Indiana politician (1886–1974)

Robert Lee Brokenburr (November 16, 1886 – March 24, 1974) was an American attorney, civil rights leader, and state legislator in Indiana. After several election campaigns, Brokenburr ran as a Republican for an Indiana Senate seat in 1940 and became the first African-American elected to the body where he served for 20 years. Prior to running for office, Brokenburr worked as counsel and general manager for the Madame C.J. Walker Manufacturing Company while carrying on his own practice litigating civil rights cases.

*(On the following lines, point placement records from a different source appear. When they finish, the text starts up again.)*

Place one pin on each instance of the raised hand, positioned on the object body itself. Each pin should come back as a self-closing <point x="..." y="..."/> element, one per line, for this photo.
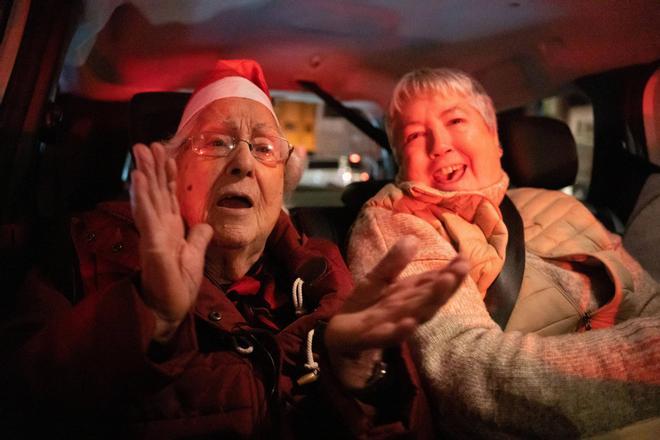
<point x="383" y="311"/>
<point x="172" y="264"/>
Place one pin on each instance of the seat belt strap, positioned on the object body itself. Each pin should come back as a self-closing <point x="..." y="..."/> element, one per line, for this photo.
<point x="502" y="295"/>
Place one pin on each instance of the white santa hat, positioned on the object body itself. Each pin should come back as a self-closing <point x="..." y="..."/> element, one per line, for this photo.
<point x="229" y="79"/>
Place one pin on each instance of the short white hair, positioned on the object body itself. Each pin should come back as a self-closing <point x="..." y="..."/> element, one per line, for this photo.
<point x="443" y="82"/>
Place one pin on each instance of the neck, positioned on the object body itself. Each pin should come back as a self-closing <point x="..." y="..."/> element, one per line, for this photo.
<point x="230" y="264"/>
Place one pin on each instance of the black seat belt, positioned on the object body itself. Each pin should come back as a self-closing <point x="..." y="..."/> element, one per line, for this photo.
<point x="502" y="295"/>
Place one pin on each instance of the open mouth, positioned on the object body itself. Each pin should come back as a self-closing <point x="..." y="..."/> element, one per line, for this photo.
<point x="234" y="201"/>
<point x="449" y="174"/>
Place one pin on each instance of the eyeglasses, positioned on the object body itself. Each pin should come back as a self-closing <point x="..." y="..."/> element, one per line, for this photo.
<point x="269" y="150"/>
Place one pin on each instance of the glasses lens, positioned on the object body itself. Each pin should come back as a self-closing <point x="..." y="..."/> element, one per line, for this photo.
<point x="270" y="149"/>
<point x="213" y="144"/>
<point x="266" y="149"/>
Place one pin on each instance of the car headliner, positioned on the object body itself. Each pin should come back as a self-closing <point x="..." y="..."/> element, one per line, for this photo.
<point x="520" y="50"/>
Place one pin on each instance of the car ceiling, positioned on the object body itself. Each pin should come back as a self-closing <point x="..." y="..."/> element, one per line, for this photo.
<point x="520" y="50"/>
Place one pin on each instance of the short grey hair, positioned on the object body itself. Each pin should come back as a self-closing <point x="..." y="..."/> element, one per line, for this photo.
<point x="443" y="82"/>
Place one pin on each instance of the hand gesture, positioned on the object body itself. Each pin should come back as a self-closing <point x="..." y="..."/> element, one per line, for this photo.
<point x="172" y="264"/>
<point x="383" y="311"/>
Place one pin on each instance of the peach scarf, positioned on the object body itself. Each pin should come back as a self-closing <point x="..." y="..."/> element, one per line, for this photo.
<point x="470" y="220"/>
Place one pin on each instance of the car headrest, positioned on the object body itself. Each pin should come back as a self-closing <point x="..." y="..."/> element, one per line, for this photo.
<point x="155" y="115"/>
<point x="538" y="152"/>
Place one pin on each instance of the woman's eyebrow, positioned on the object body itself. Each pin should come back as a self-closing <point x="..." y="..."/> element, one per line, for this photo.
<point x="452" y="109"/>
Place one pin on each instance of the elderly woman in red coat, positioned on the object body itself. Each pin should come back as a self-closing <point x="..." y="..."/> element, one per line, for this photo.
<point x="205" y="311"/>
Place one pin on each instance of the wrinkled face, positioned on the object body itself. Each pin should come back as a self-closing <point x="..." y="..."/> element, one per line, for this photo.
<point x="445" y="143"/>
<point x="237" y="195"/>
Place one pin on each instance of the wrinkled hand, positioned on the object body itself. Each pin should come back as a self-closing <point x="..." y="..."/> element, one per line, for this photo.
<point x="172" y="265"/>
<point x="383" y="311"/>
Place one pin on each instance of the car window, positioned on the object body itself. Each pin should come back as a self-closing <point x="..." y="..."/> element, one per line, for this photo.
<point x="574" y="108"/>
<point x="337" y="153"/>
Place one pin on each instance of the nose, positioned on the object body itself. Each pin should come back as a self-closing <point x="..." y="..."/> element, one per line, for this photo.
<point x="440" y="143"/>
<point x="241" y="161"/>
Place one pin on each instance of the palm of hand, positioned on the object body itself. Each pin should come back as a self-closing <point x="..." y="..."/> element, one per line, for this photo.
<point x="172" y="265"/>
<point x="383" y="311"/>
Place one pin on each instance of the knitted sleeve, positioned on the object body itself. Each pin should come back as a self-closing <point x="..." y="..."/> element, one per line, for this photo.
<point x="484" y="382"/>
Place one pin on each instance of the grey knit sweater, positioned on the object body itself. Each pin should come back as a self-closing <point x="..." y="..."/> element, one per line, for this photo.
<point x="487" y="383"/>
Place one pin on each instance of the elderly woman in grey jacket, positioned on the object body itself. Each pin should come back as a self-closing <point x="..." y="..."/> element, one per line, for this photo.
<point x="580" y="354"/>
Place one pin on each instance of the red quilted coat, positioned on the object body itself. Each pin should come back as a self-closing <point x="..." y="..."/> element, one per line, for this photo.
<point x="90" y="370"/>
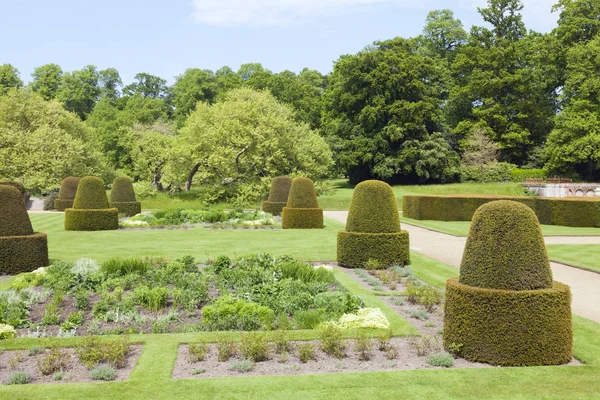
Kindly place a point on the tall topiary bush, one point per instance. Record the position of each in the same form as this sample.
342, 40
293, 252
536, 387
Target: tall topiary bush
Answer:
302, 210
373, 228
122, 197
21, 249
90, 210
66, 193
504, 309
278, 195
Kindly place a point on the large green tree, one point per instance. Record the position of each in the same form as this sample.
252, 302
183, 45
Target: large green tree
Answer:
41, 143
383, 115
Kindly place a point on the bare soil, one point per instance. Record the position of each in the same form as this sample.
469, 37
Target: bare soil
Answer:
20, 360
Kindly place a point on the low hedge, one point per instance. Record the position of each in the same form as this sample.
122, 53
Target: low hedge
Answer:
23, 253
505, 249
354, 249
129, 208
302, 218
62, 205
275, 208
452, 208
91, 220
576, 212
509, 328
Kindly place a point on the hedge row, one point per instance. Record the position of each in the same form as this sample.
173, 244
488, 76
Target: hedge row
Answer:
129, 208
91, 220
505, 249
354, 249
509, 328
23, 253
574, 212
302, 218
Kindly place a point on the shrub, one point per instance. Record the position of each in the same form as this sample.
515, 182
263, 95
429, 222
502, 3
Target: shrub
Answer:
7, 332
278, 195
229, 314
306, 352
254, 346
515, 259
242, 366
66, 194
442, 359
21, 250
122, 197
103, 373
302, 210
18, 378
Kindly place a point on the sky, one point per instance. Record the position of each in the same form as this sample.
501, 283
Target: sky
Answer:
165, 38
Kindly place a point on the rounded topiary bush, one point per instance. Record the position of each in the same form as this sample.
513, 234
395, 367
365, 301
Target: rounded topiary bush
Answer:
504, 309
505, 249
21, 249
302, 210
66, 193
373, 228
90, 210
122, 197
278, 195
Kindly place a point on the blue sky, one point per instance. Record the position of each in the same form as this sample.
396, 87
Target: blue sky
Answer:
166, 37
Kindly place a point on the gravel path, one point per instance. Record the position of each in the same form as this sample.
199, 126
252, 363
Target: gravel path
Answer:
585, 285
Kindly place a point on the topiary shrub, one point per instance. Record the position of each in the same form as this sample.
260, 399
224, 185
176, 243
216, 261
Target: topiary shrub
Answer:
66, 193
504, 309
21, 249
122, 197
90, 210
373, 228
278, 195
302, 210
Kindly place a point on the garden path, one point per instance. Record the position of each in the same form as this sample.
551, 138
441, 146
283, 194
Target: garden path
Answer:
585, 285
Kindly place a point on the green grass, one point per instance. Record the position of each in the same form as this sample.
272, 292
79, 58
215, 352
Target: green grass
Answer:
586, 256
461, 228
309, 244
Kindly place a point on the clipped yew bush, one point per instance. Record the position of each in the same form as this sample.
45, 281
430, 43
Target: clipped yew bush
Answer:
278, 195
21, 249
66, 193
505, 309
122, 197
302, 210
373, 228
91, 210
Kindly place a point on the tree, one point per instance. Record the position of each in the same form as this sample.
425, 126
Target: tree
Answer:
79, 90
480, 151
383, 114
42, 143
46, 80
574, 144
147, 85
9, 78
249, 135
443, 33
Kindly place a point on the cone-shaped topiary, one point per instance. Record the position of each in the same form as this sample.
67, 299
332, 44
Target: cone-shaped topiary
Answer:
302, 210
21, 249
505, 309
122, 197
505, 249
373, 228
90, 210
66, 193
278, 195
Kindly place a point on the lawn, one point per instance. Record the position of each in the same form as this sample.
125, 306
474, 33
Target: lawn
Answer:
310, 245
461, 228
586, 256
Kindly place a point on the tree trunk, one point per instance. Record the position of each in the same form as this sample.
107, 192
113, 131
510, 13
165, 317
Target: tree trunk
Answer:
188, 182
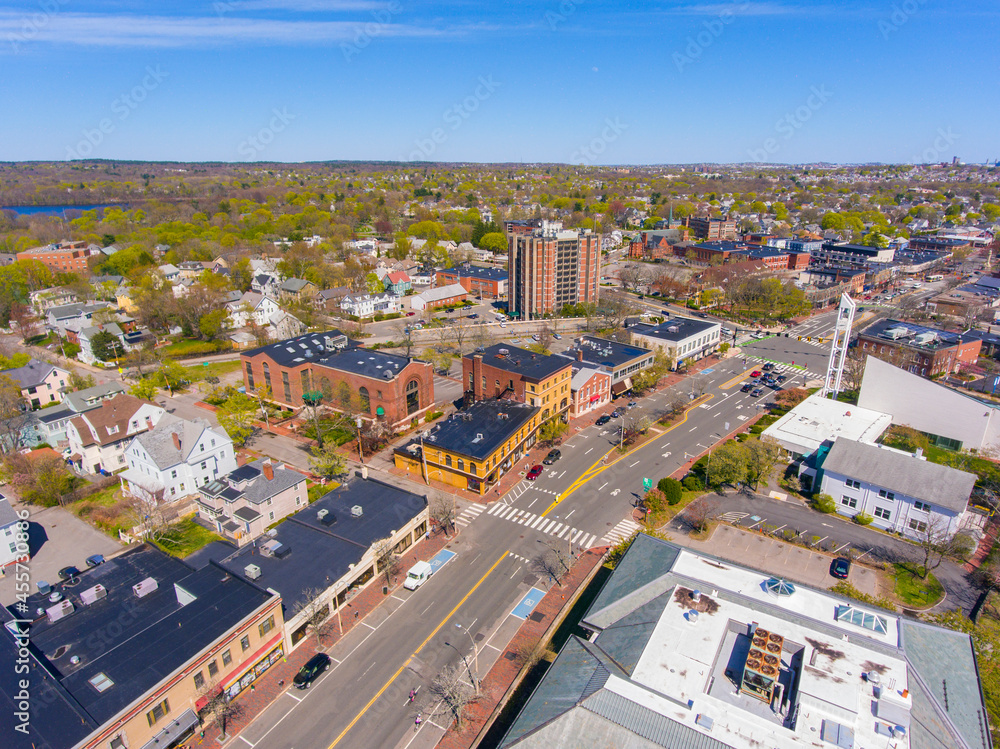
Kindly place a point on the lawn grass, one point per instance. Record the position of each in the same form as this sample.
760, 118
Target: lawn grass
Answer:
185, 538
914, 591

== Early life and education ==
Robert Lee Brokenburr was born on November 16, 1886, in Phoebus, Virginia. His father, Benjamin Brokenburr, was emancipated from slavery as a child.

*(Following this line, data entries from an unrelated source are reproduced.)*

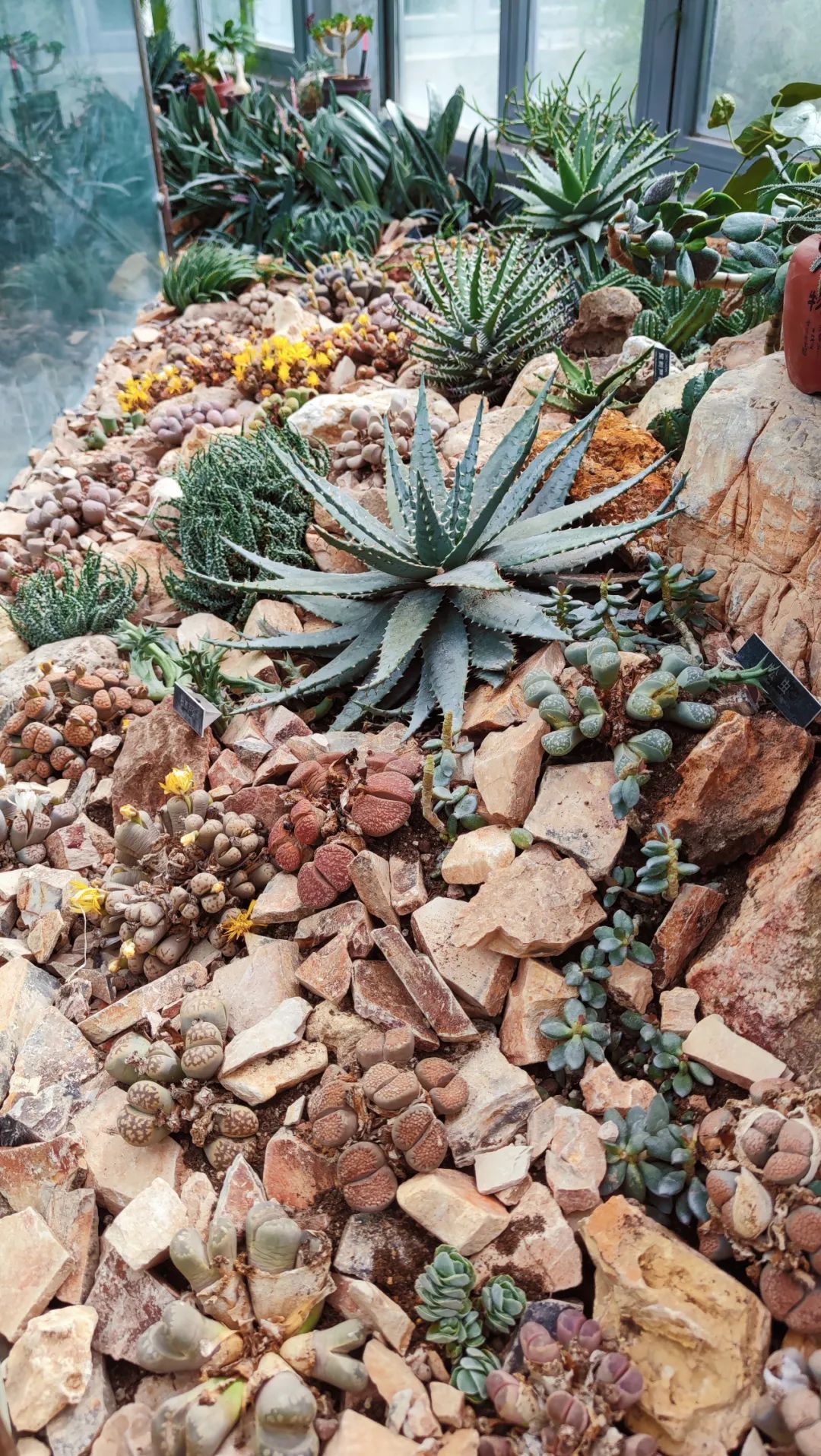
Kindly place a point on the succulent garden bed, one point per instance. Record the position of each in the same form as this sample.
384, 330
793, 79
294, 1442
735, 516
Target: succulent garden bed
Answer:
423, 1056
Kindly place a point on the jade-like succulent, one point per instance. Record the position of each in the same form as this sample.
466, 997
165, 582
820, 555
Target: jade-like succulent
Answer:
502, 1303
197, 1421
663, 869
471, 1372
572, 1389
284, 1416
651, 1158
579, 1034
763, 1155
184, 1340
620, 941
324, 1354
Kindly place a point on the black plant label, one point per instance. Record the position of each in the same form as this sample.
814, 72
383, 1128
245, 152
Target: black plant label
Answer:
197, 711
781, 686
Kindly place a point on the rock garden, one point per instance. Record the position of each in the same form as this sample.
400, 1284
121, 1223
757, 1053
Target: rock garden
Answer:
410, 815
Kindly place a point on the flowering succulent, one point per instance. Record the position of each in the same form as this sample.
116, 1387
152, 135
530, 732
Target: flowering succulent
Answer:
579, 1034
651, 1158
619, 941
663, 869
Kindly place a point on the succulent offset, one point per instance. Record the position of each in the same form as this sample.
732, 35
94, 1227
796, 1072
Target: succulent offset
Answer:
439, 590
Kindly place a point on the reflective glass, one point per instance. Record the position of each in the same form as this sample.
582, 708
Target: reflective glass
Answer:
445, 44
609, 34
752, 49
79, 223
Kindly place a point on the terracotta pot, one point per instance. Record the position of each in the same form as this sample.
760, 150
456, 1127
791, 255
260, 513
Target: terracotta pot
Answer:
803, 316
223, 90
359, 87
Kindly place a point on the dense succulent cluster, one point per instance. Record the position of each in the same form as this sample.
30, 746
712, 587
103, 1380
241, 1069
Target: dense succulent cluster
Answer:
569, 1389
437, 583
485, 316
68, 721
398, 1104
763, 1155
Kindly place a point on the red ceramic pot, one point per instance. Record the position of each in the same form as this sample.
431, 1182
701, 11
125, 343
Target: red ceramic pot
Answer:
803, 316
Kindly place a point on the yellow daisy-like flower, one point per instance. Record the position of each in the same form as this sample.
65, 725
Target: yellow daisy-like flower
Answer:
179, 780
236, 925
86, 899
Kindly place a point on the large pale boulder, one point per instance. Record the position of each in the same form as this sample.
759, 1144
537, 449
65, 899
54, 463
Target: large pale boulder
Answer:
763, 971
698, 1335
753, 508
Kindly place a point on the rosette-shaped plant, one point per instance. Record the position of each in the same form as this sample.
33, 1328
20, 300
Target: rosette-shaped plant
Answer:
439, 594
763, 1155
572, 1389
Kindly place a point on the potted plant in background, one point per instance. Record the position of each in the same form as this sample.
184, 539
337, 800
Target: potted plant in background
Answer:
238, 41
347, 31
204, 66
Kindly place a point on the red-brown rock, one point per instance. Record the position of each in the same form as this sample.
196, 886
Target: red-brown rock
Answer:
763, 974
154, 747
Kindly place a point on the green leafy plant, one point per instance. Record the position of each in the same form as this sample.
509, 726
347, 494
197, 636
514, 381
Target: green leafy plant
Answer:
619, 941
205, 271
487, 316
650, 1158
572, 203
439, 593
242, 495
680, 596
671, 427
579, 1034
92, 599
663, 869
664, 1057
579, 392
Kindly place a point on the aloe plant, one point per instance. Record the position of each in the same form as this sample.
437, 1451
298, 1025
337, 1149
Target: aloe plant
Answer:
572, 203
487, 316
439, 596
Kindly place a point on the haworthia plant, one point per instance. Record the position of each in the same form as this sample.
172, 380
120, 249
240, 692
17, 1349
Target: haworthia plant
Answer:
440, 597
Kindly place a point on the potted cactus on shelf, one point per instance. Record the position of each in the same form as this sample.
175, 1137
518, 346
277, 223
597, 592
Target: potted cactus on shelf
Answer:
347, 31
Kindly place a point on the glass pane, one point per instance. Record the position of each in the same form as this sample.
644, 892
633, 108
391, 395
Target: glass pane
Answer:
753, 49
609, 34
79, 223
274, 22
445, 44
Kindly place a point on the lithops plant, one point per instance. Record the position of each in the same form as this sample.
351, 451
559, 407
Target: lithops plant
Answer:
184, 1340
175, 421
287, 1267
366, 1179
789, 1411
324, 1354
763, 1155
235, 1128
572, 1391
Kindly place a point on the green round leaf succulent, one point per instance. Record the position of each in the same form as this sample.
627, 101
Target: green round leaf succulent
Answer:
502, 1302
471, 1373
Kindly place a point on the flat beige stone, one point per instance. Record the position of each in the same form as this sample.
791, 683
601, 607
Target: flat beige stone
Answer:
450, 1208
572, 813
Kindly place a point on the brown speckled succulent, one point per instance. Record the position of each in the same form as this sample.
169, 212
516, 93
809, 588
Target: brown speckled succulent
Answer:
383, 802
763, 1155
367, 1181
420, 1138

He graduated from Hampton Normal and Agricultural Institute in 1906, and received a law degree from Howard University in 1909. He was admitted to the Indiana State Bar in 1910.

== Career ==

=== Law career ===
In 1910, Brokenburr moved to Indianapolis where he shared an office with Freeman B. Ransom. While in practice, he won several early civil rights victories. In Galliard v. Grant, he challenged an Indianapolis ordinance which divided the city into zones segregated by race. The ordinance was declared unconstitutional by the Circuit Court of Marion County in 1926. In Baily vs. Washington Theatre Company, he represented a woman who was refused service at a theater based on her race. Although the court initially ruled against Ms. Baily, the decision was overturned on appeal.

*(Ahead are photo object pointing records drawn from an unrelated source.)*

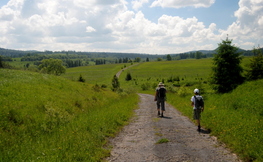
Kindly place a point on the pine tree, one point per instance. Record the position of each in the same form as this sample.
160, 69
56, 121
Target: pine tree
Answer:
115, 83
226, 73
256, 66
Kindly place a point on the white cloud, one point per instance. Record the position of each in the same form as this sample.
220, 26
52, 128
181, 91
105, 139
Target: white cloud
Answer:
182, 3
90, 29
249, 23
136, 4
99, 25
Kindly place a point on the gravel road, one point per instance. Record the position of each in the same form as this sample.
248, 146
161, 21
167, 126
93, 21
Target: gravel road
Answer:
137, 141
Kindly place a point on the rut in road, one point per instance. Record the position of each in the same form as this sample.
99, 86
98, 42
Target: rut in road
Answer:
137, 141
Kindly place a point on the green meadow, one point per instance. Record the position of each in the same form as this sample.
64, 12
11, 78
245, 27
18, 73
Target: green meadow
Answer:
57, 118
50, 118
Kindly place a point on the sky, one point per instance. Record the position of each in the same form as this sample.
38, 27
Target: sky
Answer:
133, 26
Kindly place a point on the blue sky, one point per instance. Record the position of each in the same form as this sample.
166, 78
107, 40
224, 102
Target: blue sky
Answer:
139, 26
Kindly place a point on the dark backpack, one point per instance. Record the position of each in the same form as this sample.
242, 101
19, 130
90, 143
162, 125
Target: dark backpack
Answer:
199, 102
161, 92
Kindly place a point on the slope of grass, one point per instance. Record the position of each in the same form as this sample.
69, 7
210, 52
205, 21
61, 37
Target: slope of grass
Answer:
49, 118
235, 118
97, 74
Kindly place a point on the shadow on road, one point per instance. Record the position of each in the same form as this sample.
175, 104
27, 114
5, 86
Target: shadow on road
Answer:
205, 131
166, 117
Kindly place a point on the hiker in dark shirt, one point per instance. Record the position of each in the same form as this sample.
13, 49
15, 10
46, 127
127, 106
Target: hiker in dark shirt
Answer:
160, 96
197, 109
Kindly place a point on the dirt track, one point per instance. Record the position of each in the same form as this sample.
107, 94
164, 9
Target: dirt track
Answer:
137, 141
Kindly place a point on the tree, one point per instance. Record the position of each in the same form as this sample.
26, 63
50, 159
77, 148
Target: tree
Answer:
168, 57
128, 76
198, 55
52, 66
226, 72
81, 79
115, 83
1, 63
256, 66
147, 59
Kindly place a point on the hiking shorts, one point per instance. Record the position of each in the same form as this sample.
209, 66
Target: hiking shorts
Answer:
197, 114
160, 104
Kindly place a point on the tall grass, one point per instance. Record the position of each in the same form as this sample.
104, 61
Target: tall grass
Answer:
48, 118
235, 118
98, 74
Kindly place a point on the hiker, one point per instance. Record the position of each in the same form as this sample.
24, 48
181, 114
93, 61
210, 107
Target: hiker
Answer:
160, 97
198, 106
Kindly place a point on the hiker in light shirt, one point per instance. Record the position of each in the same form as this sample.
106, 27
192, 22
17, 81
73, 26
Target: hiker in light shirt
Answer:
197, 109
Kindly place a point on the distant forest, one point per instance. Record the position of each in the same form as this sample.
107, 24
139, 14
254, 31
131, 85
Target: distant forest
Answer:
75, 58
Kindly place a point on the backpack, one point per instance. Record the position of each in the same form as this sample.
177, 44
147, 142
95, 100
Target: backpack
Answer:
199, 102
161, 92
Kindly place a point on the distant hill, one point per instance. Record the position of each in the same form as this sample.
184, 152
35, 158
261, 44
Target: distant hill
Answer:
20, 53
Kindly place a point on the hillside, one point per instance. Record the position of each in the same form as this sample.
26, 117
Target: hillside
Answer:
50, 118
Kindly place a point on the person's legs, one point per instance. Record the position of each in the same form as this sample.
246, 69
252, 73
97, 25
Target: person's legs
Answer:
158, 106
197, 117
163, 107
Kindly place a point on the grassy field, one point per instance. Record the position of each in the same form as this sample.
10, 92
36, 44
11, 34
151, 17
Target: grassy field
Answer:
49, 118
62, 119
235, 118
99, 74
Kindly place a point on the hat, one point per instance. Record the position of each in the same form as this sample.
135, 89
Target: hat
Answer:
196, 90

Brokenburr also served as deputy prosecuting attorney for Marion County from 1919 to 1931. He retired from practice in 1971.

=== The Madame C.J. Walker Manufacturing Company ===
In addition to his private practice, he helped Madame C.J. Walker form the Madame C.J. Walker Manufacturing Company, writing the articles of incorporation and serving as general manager and counsel for the company. The company, which sold cosmetic and haircare products for black women, went on to be one of the most successful African-American owned businesses in the United States.

=== NAACP presidency ===
Brokenburr became president of the Indianapolis chapter of the NAACP in 1914.

=== Political career ===
Brokenburr unsuccessfully ran for office in the Indiana House of Representatives three times between 1912 and 1934. In 1940, he ran as a Republican candidate for the Indiana Senate and became the first African-American elected to the Indiana State Senate. He served four additional terms in 1944, 1952, 1956, and 1960. As state senator, he wrote the act establishing the Indiana Civil Rights Commission.

In 1955, President Eisenhower appointed Brokenburr as an alternate delegate to the United Nations.

== Personal life ==
Brokenburr married Alice Glover, who also attended Hampton Normal, in 1911 in Indianapolis. They had two children, Nerissa Brokenburr Stickney and Alice Brokenburr Ray; both daughters were pianists trained at Oberlin Conservatory of Music.

After Alice died in 1945, Brokenburr married his second wife, Nettie. who died in 1969.